Is Anthropic Limiting Mythos’ Release to Safeguard the Internet or Protect Itself?

3 Min Read

Anthropic announced this week that it has limited the release of its latest model, Mythos, due to its high capability in discovering security exploits in widely used software. Instead of making Mythos publicly available, the lab will share it with major companies and organizations operating critical online infrastructure, like Amazon Web Services and JPMorgan Chase. OpenAI is reportedly considering a similar strategy for its next cybersecurity tool, aiming to enable these large enterprises to preempt bad actors using advanced LLMs for software breaches.

The reference to “exploits” hints that there might be motivations beyond just cybersecurity or model hype behind this strategy. Dan Lahav, CEO of the AI cybersecurity lab Irregular, commented that while AI tools’ discovery of vulnerabilities is important, an exploit’s significance depends on factors like combinability.

Lahav questioned if the findings were meaningfully exploitable alone or as part of a sequence. Anthropic claims that Mythos surpasses its predecessor, Opus, in exploiting vulnerabilities. Yet, it’s unclear if Mythos is the ultimate cybersecurity model. Aisle, an AI cybersecurity startup, managed to replicate much of Mythos’s reported achievements using smaller, open-weight models, suggesting that no single deep learning model fits all cybersecurity needs.

Opus was already considered transformative for cybersecurity, and there may be another motive for restricting distribution to large organizations: securing enterprise contracts while preventing competitors from using distillation to replicate models easily and cheaply.

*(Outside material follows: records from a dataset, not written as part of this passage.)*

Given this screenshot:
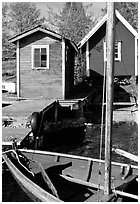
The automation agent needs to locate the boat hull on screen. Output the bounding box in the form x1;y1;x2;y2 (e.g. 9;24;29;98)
3;149;138;202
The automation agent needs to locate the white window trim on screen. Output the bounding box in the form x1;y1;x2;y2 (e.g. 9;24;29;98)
32;45;49;70
103;41;121;62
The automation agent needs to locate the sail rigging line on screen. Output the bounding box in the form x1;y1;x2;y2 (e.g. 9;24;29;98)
64;2;72;37
32;112;44;160
115;26;129;77
97;61;106;201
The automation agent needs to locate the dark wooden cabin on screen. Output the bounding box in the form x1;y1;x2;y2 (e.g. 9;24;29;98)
9;26;78;99
78;10;138;77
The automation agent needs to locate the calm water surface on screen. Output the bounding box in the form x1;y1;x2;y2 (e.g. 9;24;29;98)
2;123;138;202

David Crawshaw, CEO of exe.dev, noted that high-end models are now restricted by enterprise agreements, limiting access for smaller labs. He suggested this strategy sustains enterprise revenue by relegating distillation companies to a lower tier, as new top models remain enterprise-exclusive upon widespread release.

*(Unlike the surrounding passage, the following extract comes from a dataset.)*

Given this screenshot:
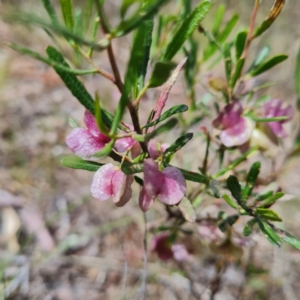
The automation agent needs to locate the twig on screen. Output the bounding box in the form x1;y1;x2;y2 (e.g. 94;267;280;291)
241;0;259;59
136;213;148;299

This situation reflects trends in the AI industry: A competition between labs developing major models and companies like Aisle that advocate for varied approaches using open-source LLMs, often from China and allegedly developed via distillation, for economic benefit.

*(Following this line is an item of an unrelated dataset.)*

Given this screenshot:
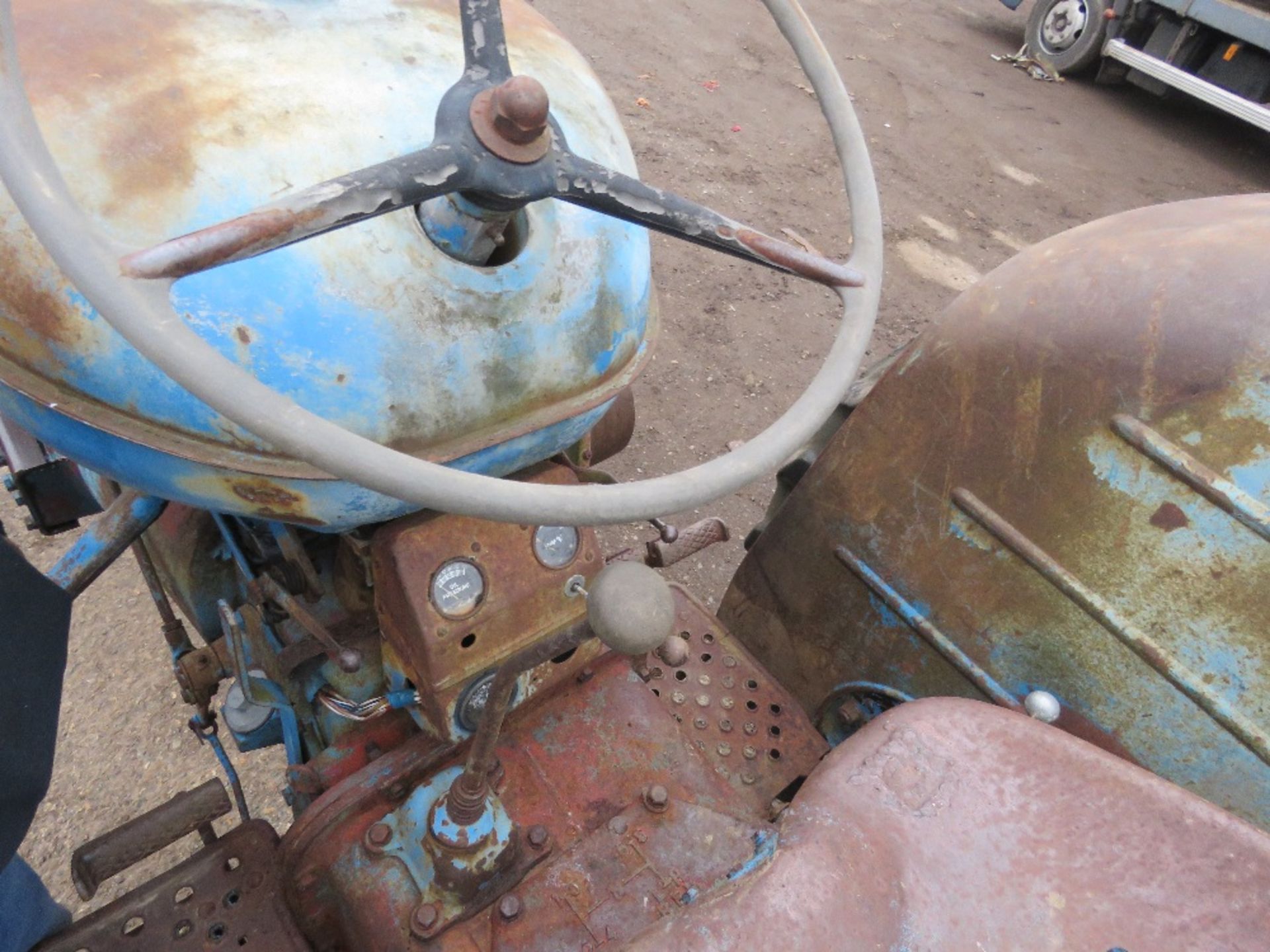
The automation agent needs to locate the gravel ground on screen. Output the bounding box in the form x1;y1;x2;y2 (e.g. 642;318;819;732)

Frontier labs are increasingly opposing distillation; Anthropic has openly disclosed attempts by Chinese firms to copy its models, with Anthropic, Google, and OpenAI collaborating to identify and block distillers as per a Bloomberg report. Distillation threatens frontier labs’ business models by negating the advantage of large-scale capital investment. Blocking distillation is beneficial, while selective model release allows labs to differentiate enterprise offerings as this category becomes central for profitability.

It remains uncertain if Mythos or future models will truly endanger internet security, but gradual technology deployment is prudent. Anthropic did not respond regarding potential distillation concerns at the time of writing, but the company might have found a smart way to protect both the internet and its financial interests.